Here are the favorite oil stocks on Wall Street for a recovery in 2021

Are you looking for the opposite action? Try high energy – fossil fuels, to be specific.

A combination of supply reductions and demand increases has contributed to rising oil prices over the past two and a half months. Meanwhile, the downgrade by banks – more on that later – indicates what may prove to be a special advantage for the biggest players in the industry.

First, let’s review what happened to the merchandise. Here is a chart showing the movement of next month’s futures contracts for West Texas Crude Oil (WTI) since the end of 2013:

(FactSet)

Here is the action from the end of October:

(FactSet)

This is a 51% increase in 2 and a half months.

Investors believed in the rally. Here are the 11 sectors of the S&P 500 Index SPX,
+ 0.84%
of the largest US stocks in the first half of January, along with data for previous periods:

Covid-19 vaccines give hope that the world can return to a normal path of economic growth, perhaps later in 2021. However, the increase in winter in coronavirus cases has led the International Energy Agency to reduce its demand forecast for 2021. Then , again, the IEA report was published on Tuesday and WTI for the February delivery CLG21,
+ 1.13%
increased by 1.3% for that day.

Of course, it is easy to give up oil. The short-term path of oil and gas stocks can be rocky from here – until the pandemic seems to end. And in the very long run, the increased use of electric vehicles does not bode well for gasoline demand.

But all the electricity needed for the new electricity fleet must come from somewhere, including power plants that use fossil fuels. Oil and gas producers will continue to power heavy vehicles, planes and ships.

A new form of redlining

Redlining, the old practice of some banks to avoid lending to entire regions, is illegal. But in the world of ESG investing – which means environment, social and governance – companies are trying to make sure that investors believe they are doing everything they can to avoid environmentally harmful support activities while improving society in different ways.

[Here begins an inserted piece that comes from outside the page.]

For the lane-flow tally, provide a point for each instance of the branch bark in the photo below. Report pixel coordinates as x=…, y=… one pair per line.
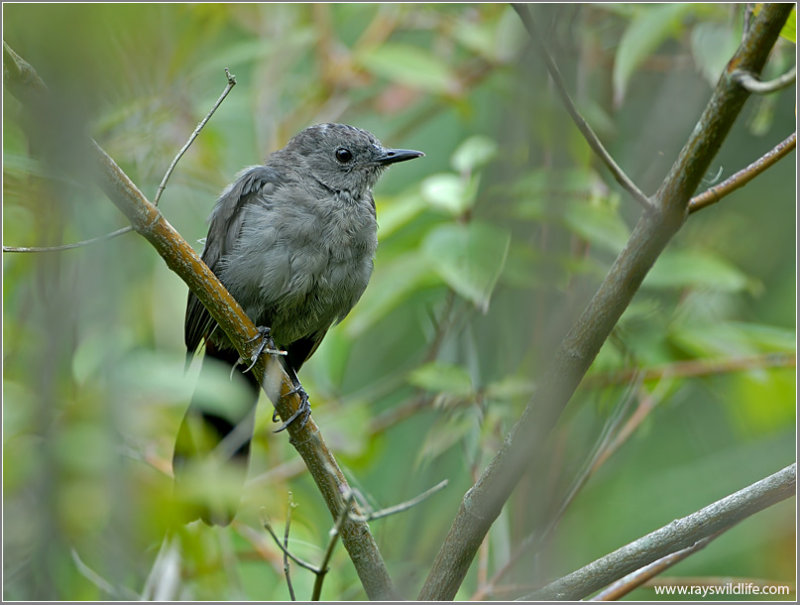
x=23, y=81
x=744, y=176
x=483, y=502
x=677, y=535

This has led many large US banks, including Morgan Stanley MS,
+ 0.03%,
Wells Fargo & Co. WFC,
+ 1.78%,
Goldman Sachs Group Inc. GS,
-1.51%,
JP Morgan Chase & Co. JPM,
-0.21%
and the most recent Bank of America Corp. BAC,
-0.39%
decide not to provide financial support for oil drilling activities at the Arctic National Wildlife Refuge (ANWR) in Alaska.

The Biden administration may try to reverse President Trump’s decision to drill holes in the ANWR. But that doesn’t mean big banks won’t reduce their lending to oil companies drilling in other areas.

In his January 15 daily energy report, Phil Flynn, a senior market analyst at Price Futures Group, wrote that smaller shale oil producers will bear the brunt of banks’ reluctance to lend to the industry.

“In other words, much higher Big Oil companies will become bigger and stronger, while smaller independents will break under the weight of more regulations and the inability to secure capital,” he wrote.

Favorite stocks of oil on Wall Street

So what does all this mean for investors? You have the goods – oil and natural gas – that have come under tremendous pressure. The price of crude oil is less than half of what it was not long ago. Meanwhile, US shale producers faced long-standing odds against equality last year. Looking ahead, OPEC and Russia are motivated to continue to raise prices more by managing supply.

When the pandemic finally ends, a euphoric reaction in the market could lead to an increase in oil even from current levels. Sustained economic growth could also support significantly higher prices.

Looking at the S&P 500, there are 25 energy stocks. Here are all of them, ranked by percentage of “buy” or equivalent valuations among analysts on Wall Street. The table includes consensus price targets.

The table contains a lot of data – you’ll have to scroll to see it.

In addition to the evaluation information, there are price targets for 12 months. Some of the targets are not much higher than current stock prices, even for companies with the most “purchases” or equivalent ratings. A year may not be long enough for a price target for a long-term investor, especially when watching a commodity recovery game dependent, in part, on the end of the pandemic.

Dividend yields are included in the table. Shares of Exxon Mobil Corp. XOM,
+ 2.45%
have a yield of 7.27%. The company surprised at least some investors by not reducing its dividend during the pandemic, even when oil prices were much lower. Exxon’s rival, Chevron Corp. CLC,
+ 2.95%
It also has an attractive dividend yield – 5.60% – with a much lower ratio between long-term debt and equity (right column in the chart).